Maybe I'm missing something. Maybe the Euclid approach has some advantage that I'm not seeing. Maybe something else needs to happen before or after the perspective transformation to correct for this (I don't know what that might be, or why it might be an advantage).

Thoughts on your sources

If this was just a Euclid thing, I'd be fully convinced that this is buggy behavior that needs to change. However, that you can point to those sources that are doing it the same way, is a strong argument that there is something going on here that I don't understand.

I don't have much insight into browser and web standards development, so what I'm about to say might be preposterous. Still, let me float this possibility: Is it possible, that this is an error in the spec, and everyone just copied the same mistake from the spec and/or each other?

Please consider the following notes, that could make this theory less preposterous:

• If this is a bug, it is not an app-breaking one. All it does, as far as I can tell, is making the viewing angle wider than it should be. If I had encountered this bug (if it is one) in a different context, I would not have thought to scrutinize the projection matrix. My reaction would have been more along the lines of, "Oh, this is what a 90° field of view looks like? Guess I'll adjust the value".
• I don't understand the context of this CSS spec. Is the resulting transformation matrix passed to the GPU directly or at all? I'm passing my matrix directly to the GPU (which does the perspective division). Maybe the same doesn't happen in the browsers.

Again, this might be preposterous, as I don't know how much scrutiny goes into the development of these standards and their implementation.

Additional sources

While articles explaining this subject clearly (and without resorting to "call this perspective function to make the matrix") seem to be rare, all I have seen use a 0 in the m44 position (I didn't save the additional ones I found, unfortunately, but can probably dig some of them up again, if requested).

I figured it wouldn't hurt to dig up some more sources, preferably involving real code. Here's what I came up with:

• cgmath: [1]
• nalgebra: [1]
• glam: [1], [2], [3], [4], [5]
• glm: [1], [2], [3], [4]; also see constructor
• gluPerspective man page: https://www.khronos.org/registry/OpenGL-Refpages/gl2.1/xhtml/gluPerspective.xml

I didn't omit any sources. I just looked up the math libraries I could come up with off the top of my head, and all of them set m44 to 0. This certainly isn't conclusive evidence, but it does support my "web people got it wrong" theory.

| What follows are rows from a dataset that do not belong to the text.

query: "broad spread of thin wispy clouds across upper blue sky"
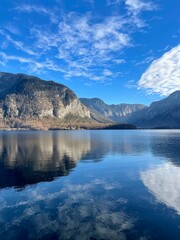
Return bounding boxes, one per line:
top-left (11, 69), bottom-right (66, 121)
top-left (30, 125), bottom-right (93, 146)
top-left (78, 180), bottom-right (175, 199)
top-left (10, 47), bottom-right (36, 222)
top-left (0, 0), bottom-right (158, 82)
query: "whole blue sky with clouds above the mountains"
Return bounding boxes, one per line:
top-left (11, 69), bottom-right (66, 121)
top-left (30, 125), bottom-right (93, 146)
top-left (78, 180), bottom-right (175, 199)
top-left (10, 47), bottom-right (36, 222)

I'm sorry for being so persistent when it's so likely I'm just missing something, but I've become obsessed at this point. If the behavior in Euclid is correct, I absolutely need to know why :-)

[nical]

I'm going to have to ponder on this for a bit, don't worry if you don't hear back for a time.
Changing this behavior is definitely app breaking for a browser that has to strictly abide to web specifications, but I'd like to at least better understand what this does and document it properly. And if this behavior only ever make sense for applications tied to CSS specifications, we can always add enough decorum to make it clear and add another function more useful to the wider audience.

@jrmuizel do you have any insight or know who was involved in this spec?